The ability to distill a rigorous distinction between the experiences came not only from randomly assigning meditating students to two groups – one focused on the nose and one focused on the belly – but also by employing two independent coders to perform standardized analyses of the journal entries the students made immediately after meditating.

This kind of structured coding of self-reported personal experience is called “grounded theory methodology.” Santoyo’s application of it to meditation allows for the formation of hypotheses.

For example, Kerr said, “Based on the predominantly somatic descriptions of mindfulness experience offered by the belly-focused group, we would expect there to be more ongoing, resting-state functional connectivity in this group across different parts of a large brain region called the insula that encodes visceral, somatic sensations and also provides a readout of the emotional aspects of so-called ‘gut feelings’.”

Unifying experience and the brain

The next step is to correlate the coded experiences data with data from the brain itself. A team of researchers led by Kathleen Garrison at Yale University, including Santoyo and Kerr, did just that in a paper in Frontiers in Human Neuroscience in August 2013. The team worked with deeply experienced meditators to correlate the mental states they described during mindfulness with simultaneous activity in the posterior cingulate cortex (PCC). They measured that with real-time functional magnetic resonance imaging.

They found that when meditators of several different traditions reported feelings of “effortless doing” and “undistracted awareness” during their meditation, their PCC showed little activity, but when they reported that they felt distracted and had to work at mindfulness, their PCC was significantly more active. Given the chance to observe real-time feedback on their PCC activity, some meditators were even able to control the levels of activity there.

“You can observe both of these phenomena together and discover how they are co-determining one another,” Santoyo said. “Within 10 one-minute sessions they were able to develop certain strategies to evoke a certain experience and use it to drive the signal.”

Toward therapies

A theme of the conference, and a key motivator in Santoyo and Kerr’s research, is connecting such research to tangible medical benefits.
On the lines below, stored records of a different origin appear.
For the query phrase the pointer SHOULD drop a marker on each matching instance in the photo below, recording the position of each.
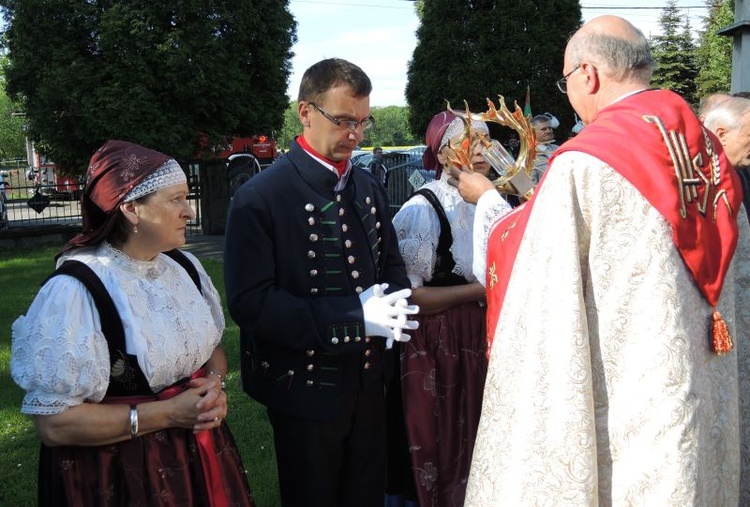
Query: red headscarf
(435, 130)
(113, 171)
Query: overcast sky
(379, 35)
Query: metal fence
(405, 174)
(39, 203)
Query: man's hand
(385, 314)
(471, 185)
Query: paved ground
(203, 245)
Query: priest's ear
(722, 134)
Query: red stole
(678, 167)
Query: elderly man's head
(543, 128)
(729, 119)
(605, 59)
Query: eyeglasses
(562, 83)
(350, 125)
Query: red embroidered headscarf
(113, 171)
(433, 139)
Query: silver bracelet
(133, 421)
(221, 378)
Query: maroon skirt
(443, 368)
(163, 468)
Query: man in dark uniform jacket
(307, 243)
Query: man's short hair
(709, 102)
(327, 74)
(620, 58)
(727, 113)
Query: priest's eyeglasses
(350, 125)
(562, 83)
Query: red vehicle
(261, 147)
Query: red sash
(676, 164)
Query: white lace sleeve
(58, 356)
(418, 230)
(210, 294)
(490, 207)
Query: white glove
(385, 314)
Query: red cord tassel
(721, 341)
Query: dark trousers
(337, 463)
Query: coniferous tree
(714, 51)
(161, 74)
(476, 49)
(674, 54)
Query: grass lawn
(21, 272)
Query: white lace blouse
(418, 231)
(60, 356)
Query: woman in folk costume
(444, 365)
(128, 399)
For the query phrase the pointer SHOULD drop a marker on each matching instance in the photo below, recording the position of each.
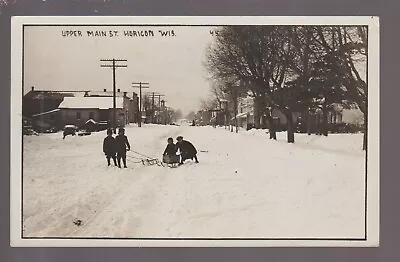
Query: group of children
(186, 149)
(116, 148)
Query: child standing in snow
(170, 152)
(187, 149)
(171, 149)
(122, 145)
(109, 147)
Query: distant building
(131, 102)
(38, 101)
(78, 110)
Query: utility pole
(140, 85)
(114, 66)
(154, 95)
Meditators have long espoused such benefits, but support from neuroscience and psychiatry has been considerably more recent.
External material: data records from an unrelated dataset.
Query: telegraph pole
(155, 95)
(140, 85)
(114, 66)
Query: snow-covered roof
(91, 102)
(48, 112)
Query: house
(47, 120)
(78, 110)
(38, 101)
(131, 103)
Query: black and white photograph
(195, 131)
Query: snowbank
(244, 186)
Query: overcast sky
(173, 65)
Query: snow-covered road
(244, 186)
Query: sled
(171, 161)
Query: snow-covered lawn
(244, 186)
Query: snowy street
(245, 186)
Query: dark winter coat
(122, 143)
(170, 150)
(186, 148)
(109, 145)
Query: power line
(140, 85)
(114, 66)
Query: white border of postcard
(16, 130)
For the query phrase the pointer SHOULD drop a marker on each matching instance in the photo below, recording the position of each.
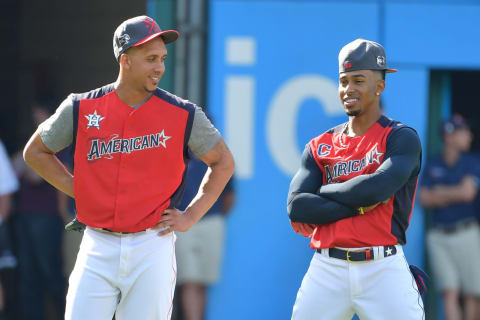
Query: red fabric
(340, 158)
(127, 190)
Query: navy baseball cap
(138, 30)
(363, 54)
(454, 123)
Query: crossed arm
(310, 201)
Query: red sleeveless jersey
(129, 163)
(341, 158)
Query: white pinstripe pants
(335, 289)
(132, 276)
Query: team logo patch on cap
(94, 120)
(123, 40)
(381, 61)
(149, 23)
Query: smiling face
(144, 65)
(360, 91)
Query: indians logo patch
(94, 120)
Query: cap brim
(167, 36)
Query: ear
(125, 61)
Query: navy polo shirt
(437, 172)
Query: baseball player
(131, 142)
(353, 195)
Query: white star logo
(389, 251)
(94, 120)
(163, 139)
(375, 155)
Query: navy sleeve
(402, 160)
(304, 204)
(426, 180)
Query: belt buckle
(367, 255)
(348, 255)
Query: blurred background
(266, 71)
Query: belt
(118, 233)
(354, 255)
(455, 227)
(121, 233)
In a February 2013 paper in Frontiers in Human Neuroscience, Kerr and colleagues proposed that much like the meditators could control activity in the PCC, mindfulness practitioners may gain enhanced control over sensory cortical alpha rhythms. Those brain waves help regulate how the brain processes and filters sensations, including pain, and memories such as depressive cognitions.

Santoyo, whose family emigrated from Colombia when he was a child, became inspired to investigate the potential of mindfulness to aid mental health beginning in high school. Growing up in Cambridge and Somerville, Mass., he observed the psychiatric difficulties of the area’s homeless population. He also encountered them while working in food service at Cambridge hospital.

“In low-income communities you always see a lot of untreated mental health disorders,” said Santoyo, who meditates regularly and helps to lead a mindfulness group at Brown. He is pursuing a degree in neuroscience and contemplative science. “The perspective of contemplative theory is that we learn about the mind by observing experience, not just to tickle our fancy but to learn how to heal the mind.”

It’s a long path, perhaps, but Santoyo and his collaborators are walking it with progress.